The first nation intends to ask the province for sole control over the geoduck fishery in the area, and is upset the waters were opened to commercial divers this year, Mr. Elliott said.

"It's a frustrating process because the fishery is so lucrative and we can't seem to get a foot in the door," he said.

The fishery may reopen within days, and if that happens, the Stz'uminus will do whatever they can - including a water-based blockade - to keep fishermen out, the chief said.

"There will be no fishing in our area, so we will do what's in our means to stop the fishery, and that could get a little out of hand," he said. "It just leaves it all open for something to go terribly wrong."

Ms. Wylie disputes the claim that the Stz'uminus were not consulted. She said the community had a chance to provide feedback on a plan to harvest geoduck presented in October, but did not.

The fishery is also managed stringently, with harvest areas opened only once every three years, when divers are allowed to collect 5.4 geoduck for every 100 in the water, which ensures the future viability of the stocks if the first nation eventually gets tenure, Ms. Wylie said.

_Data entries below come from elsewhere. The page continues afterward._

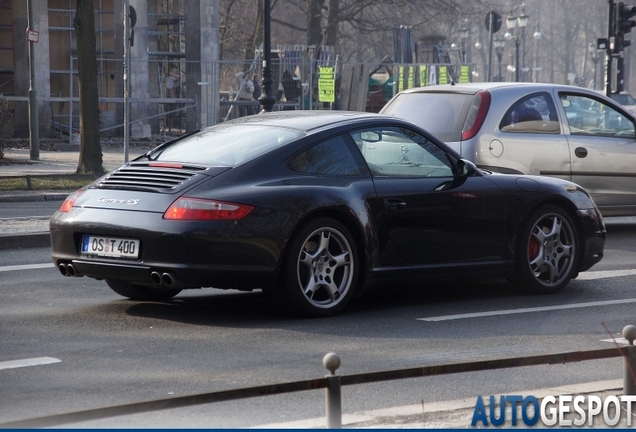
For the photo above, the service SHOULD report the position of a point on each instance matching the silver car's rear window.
(226, 145)
(441, 114)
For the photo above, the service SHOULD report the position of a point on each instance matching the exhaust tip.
(167, 279)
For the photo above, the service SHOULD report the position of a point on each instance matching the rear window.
(441, 114)
(226, 145)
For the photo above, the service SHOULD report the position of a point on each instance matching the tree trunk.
(314, 22)
(331, 32)
(90, 161)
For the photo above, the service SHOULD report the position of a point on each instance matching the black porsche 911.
(311, 207)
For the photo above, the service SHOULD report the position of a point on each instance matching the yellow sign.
(443, 75)
(423, 76)
(326, 84)
(463, 74)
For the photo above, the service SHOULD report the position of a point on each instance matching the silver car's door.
(528, 139)
(603, 145)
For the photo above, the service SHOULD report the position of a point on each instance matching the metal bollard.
(332, 393)
(629, 372)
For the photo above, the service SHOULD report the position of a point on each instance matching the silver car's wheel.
(548, 251)
(321, 269)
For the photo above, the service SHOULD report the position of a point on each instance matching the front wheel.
(321, 269)
(547, 251)
(140, 292)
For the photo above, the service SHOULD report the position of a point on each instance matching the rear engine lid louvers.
(143, 176)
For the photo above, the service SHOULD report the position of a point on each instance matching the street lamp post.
(267, 98)
(500, 43)
(463, 34)
(512, 22)
(537, 37)
(594, 55)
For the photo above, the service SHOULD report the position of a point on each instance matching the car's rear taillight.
(476, 115)
(193, 209)
(68, 203)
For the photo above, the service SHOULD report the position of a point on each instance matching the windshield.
(225, 145)
(441, 114)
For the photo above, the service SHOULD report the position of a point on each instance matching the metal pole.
(126, 8)
(517, 58)
(333, 400)
(34, 126)
(267, 99)
(491, 23)
(629, 377)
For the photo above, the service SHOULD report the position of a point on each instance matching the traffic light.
(624, 23)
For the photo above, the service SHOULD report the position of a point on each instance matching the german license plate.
(110, 247)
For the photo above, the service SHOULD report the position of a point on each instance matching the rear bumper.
(242, 255)
(595, 233)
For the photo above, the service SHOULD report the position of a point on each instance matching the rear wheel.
(548, 251)
(321, 269)
(140, 292)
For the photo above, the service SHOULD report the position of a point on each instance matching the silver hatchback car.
(543, 129)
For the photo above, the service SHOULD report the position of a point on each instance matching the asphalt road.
(115, 351)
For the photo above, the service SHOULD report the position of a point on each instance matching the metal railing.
(333, 383)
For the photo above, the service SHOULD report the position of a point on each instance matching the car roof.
(309, 120)
(472, 88)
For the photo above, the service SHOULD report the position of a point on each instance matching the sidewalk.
(455, 414)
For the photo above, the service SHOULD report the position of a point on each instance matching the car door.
(603, 145)
(433, 217)
(529, 139)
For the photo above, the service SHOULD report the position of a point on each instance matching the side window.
(330, 157)
(533, 114)
(589, 116)
(399, 152)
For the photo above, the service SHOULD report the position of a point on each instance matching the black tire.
(547, 252)
(140, 292)
(321, 269)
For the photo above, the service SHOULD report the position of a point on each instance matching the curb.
(454, 414)
(24, 241)
(50, 196)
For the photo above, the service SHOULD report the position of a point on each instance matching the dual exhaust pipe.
(158, 278)
(163, 278)
(68, 269)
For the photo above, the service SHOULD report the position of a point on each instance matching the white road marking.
(526, 310)
(582, 276)
(38, 361)
(25, 267)
(605, 274)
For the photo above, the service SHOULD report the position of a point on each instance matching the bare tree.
(90, 148)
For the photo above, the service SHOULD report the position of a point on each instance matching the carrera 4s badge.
(118, 201)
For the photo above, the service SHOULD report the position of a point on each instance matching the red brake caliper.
(533, 248)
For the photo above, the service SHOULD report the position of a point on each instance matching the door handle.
(580, 152)
(394, 204)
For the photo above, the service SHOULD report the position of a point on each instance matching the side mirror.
(465, 168)
(371, 136)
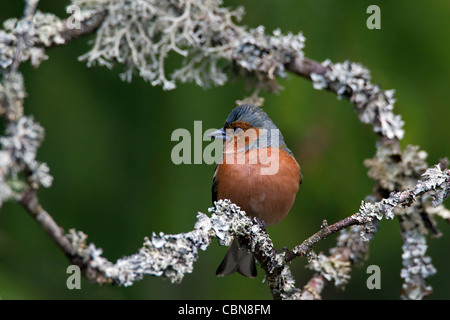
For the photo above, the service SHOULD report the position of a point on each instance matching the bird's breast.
(263, 182)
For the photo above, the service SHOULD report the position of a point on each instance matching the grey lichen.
(44, 31)
(396, 170)
(19, 148)
(173, 256)
(373, 105)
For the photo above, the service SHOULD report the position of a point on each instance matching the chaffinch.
(257, 172)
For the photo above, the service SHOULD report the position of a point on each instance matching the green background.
(108, 147)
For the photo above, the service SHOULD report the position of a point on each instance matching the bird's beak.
(218, 134)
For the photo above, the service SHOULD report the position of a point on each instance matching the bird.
(250, 137)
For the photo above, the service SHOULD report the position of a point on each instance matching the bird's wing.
(214, 186)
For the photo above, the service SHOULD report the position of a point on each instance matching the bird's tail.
(239, 260)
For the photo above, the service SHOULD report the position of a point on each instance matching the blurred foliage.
(108, 146)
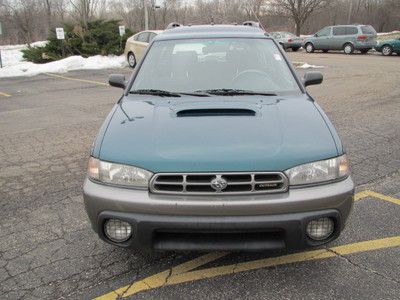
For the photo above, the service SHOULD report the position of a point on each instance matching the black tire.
(348, 48)
(131, 60)
(309, 48)
(387, 50)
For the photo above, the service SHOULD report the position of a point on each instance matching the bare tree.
(300, 10)
(84, 10)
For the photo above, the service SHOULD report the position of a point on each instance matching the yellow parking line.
(77, 79)
(170, 277)
(159, 279)
(4, 94)
(372, 194)
(184, 272)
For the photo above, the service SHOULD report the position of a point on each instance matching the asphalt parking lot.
(48, 250)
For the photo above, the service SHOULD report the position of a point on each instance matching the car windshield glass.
(186, 66)
(368, 29)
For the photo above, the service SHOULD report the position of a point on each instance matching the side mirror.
(311, 78)
(117, 80)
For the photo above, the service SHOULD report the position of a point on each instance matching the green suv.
(342, 37)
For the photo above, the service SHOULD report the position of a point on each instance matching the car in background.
(342, 37)
(388, 47)
(287, 40)
(137, 44)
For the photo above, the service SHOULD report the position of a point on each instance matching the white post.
(146, 16)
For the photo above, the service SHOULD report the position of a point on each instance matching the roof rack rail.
(173, 25)
(252, 24)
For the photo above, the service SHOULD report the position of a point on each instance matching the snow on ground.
(11, 54)
(64, 65)
(302, 65)
(14, 65)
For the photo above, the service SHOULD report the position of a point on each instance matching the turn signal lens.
(93, 168)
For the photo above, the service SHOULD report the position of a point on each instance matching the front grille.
(218, 183)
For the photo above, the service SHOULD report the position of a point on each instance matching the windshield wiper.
(234, 92)
(160, 93)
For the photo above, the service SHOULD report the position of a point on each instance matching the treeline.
(25, 21)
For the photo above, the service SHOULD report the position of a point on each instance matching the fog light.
(117, 230)
(320, 229)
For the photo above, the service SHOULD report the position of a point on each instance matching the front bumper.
(250, 222)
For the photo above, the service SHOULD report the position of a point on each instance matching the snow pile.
(307, 66)
(64, 65)
(11, 54)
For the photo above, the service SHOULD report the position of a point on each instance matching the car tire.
(348, 48)
(131, 60)
(387, 50)
(310, 48)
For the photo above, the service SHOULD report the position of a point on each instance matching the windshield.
(193, 65)
(368, 29)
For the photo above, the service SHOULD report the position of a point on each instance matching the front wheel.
(310, 48)
(387, 50)
(131, 60)
(348, 48)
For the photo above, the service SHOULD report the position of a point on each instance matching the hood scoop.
(211, 112)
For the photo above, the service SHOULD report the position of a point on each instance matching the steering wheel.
(253, 75)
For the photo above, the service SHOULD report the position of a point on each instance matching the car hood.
(244, 133)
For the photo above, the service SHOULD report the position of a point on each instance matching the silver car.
(287, 40)
(342, 37)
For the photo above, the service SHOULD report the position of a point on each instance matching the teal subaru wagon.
(215, 144)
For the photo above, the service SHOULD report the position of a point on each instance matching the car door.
(338, 37)
(323, 38)
(396, 46)
(142, 41)
(152, 35)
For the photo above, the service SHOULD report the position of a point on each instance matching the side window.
(152, 36)
(350, 30)
(324, 32)
(143, 37)
(339, 30)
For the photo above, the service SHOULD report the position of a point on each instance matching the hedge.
(100, 37)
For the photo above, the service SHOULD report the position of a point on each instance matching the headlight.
(319, 171)
(118, 174)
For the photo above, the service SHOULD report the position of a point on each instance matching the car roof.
(154, 31)
(207, 31)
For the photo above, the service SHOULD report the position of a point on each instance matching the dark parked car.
(215, 144)
(342, 37)
(287, 40)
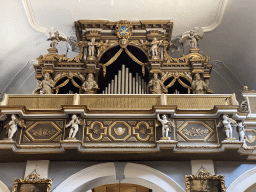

The promise of continued protest and potential danger does not sit well with James Austin, president of the Underwater Harvesters Association.

"It's inflammatory and it's actually a threat," he said, adding that it could set a dangerous precedent for other coastal first nations.

"Fisheries can't be managed this way. There's a fisheries department for managing the fishery and there has to be some confidence that the fisheries department is doing a good job," he said.